The use of images in GIs suggests that there is no objection in principle to using images to determine the condition of a bridge. Additionally, the adoption of advanced technological approaches such as GPR or acoustic monitoring shows that bridge inspectors and engineers are open to the idea of using new techniques and tools. Problems with visual inspection data have been addressed elsewhere successfully by using technology, but there are sufficient differences between bridge inspection and these other applications to make their solutions not directly suitable for Image-Based Inspection (IBI) of bridges. Therefore the questions are, could inspections be performed to an acceptable standard using images; and if so, how could these images be recorded, processed and analysed; and how would such inspections fit into the existing inspection regime?
An examination of the goals and procedures of the five types of inspection on UK highway structures would suggest that an image-based system could perform
surveys which were between General and Principal Inspections in their scope and coverage. The development and adoption of Image-Based Inspections (IBI) could address many of the problems with visual inspections, produce a tool for defect progress tracking, and be a necessary first step towards the use of automated image processing and analysis techniques.

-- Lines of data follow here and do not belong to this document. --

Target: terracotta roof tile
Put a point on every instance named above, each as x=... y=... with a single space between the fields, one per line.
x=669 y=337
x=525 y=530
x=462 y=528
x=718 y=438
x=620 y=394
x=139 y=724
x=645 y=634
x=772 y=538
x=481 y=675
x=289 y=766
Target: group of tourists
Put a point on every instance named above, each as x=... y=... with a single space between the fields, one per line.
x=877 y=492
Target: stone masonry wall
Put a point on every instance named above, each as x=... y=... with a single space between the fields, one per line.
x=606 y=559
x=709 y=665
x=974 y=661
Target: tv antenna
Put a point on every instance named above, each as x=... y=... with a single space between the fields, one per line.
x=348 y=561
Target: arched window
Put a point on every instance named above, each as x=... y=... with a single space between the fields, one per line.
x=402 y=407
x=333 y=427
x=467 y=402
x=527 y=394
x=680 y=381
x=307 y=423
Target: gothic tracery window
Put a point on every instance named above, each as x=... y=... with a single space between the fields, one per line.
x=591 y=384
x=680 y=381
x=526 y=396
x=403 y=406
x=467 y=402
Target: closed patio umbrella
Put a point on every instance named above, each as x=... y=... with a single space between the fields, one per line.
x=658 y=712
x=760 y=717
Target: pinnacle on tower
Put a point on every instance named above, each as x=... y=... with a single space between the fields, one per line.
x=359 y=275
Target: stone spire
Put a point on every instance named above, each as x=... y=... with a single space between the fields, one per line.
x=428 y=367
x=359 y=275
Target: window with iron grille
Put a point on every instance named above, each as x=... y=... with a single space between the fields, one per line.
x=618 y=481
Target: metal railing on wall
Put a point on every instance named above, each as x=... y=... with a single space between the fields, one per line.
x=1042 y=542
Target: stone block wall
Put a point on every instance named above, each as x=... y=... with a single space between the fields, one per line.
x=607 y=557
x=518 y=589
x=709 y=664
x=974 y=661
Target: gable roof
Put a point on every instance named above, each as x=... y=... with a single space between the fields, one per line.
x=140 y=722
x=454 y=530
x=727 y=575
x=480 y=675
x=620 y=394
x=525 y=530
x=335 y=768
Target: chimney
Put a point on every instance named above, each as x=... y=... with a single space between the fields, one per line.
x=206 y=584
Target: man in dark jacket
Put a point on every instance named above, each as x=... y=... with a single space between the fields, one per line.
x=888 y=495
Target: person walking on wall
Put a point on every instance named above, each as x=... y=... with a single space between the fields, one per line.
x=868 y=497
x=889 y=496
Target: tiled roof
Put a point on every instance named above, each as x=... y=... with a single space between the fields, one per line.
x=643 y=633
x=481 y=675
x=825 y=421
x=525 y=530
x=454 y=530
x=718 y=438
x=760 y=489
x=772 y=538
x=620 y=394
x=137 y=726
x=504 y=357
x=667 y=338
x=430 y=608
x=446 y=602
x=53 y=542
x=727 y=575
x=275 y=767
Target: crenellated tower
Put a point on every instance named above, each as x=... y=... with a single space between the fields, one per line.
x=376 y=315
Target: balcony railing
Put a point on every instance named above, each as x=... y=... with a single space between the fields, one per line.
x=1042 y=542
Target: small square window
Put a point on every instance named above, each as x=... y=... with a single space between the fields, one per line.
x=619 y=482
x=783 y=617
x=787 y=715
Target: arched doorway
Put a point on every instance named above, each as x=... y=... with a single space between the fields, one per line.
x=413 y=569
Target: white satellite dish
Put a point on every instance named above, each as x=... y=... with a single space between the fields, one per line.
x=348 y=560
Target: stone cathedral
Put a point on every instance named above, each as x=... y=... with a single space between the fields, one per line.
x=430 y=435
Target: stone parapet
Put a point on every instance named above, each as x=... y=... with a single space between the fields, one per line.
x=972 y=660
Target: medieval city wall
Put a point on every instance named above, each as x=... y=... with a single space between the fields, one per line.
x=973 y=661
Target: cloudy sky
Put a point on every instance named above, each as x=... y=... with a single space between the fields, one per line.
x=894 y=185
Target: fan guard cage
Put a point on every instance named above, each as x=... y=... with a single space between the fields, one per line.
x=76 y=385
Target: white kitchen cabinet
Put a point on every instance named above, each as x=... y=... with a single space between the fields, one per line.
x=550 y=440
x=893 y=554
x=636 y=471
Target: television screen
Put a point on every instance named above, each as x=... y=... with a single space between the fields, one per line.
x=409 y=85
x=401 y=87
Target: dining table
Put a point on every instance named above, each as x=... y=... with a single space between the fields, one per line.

Images must be collected in such a way as to provide full, detailed coverage of all visible elements of the structure, providing no less detail than can currently be obtained when performing a GI with no artificial aids. The images would have to be accurately locatable on the structure so that the presence, severity, type and extent of any defect could be accurately recorded.
In order to produce such a system there are a number of areas which need to be investigated, such as appropriate ways of collecting, processing, analysing, interpreting and reporting the data. Successfully overcoming these problems could result in inspection data which was not as reliant as the current regime on the opinion and performance of a single on-site inspector, was easier to share and discuss, provided a complete visual record for tracking and monitoring changes over time and which could be suitable for automated image-processing, opening up the possibilities of further advances in inspection data processing, analysis and reporting.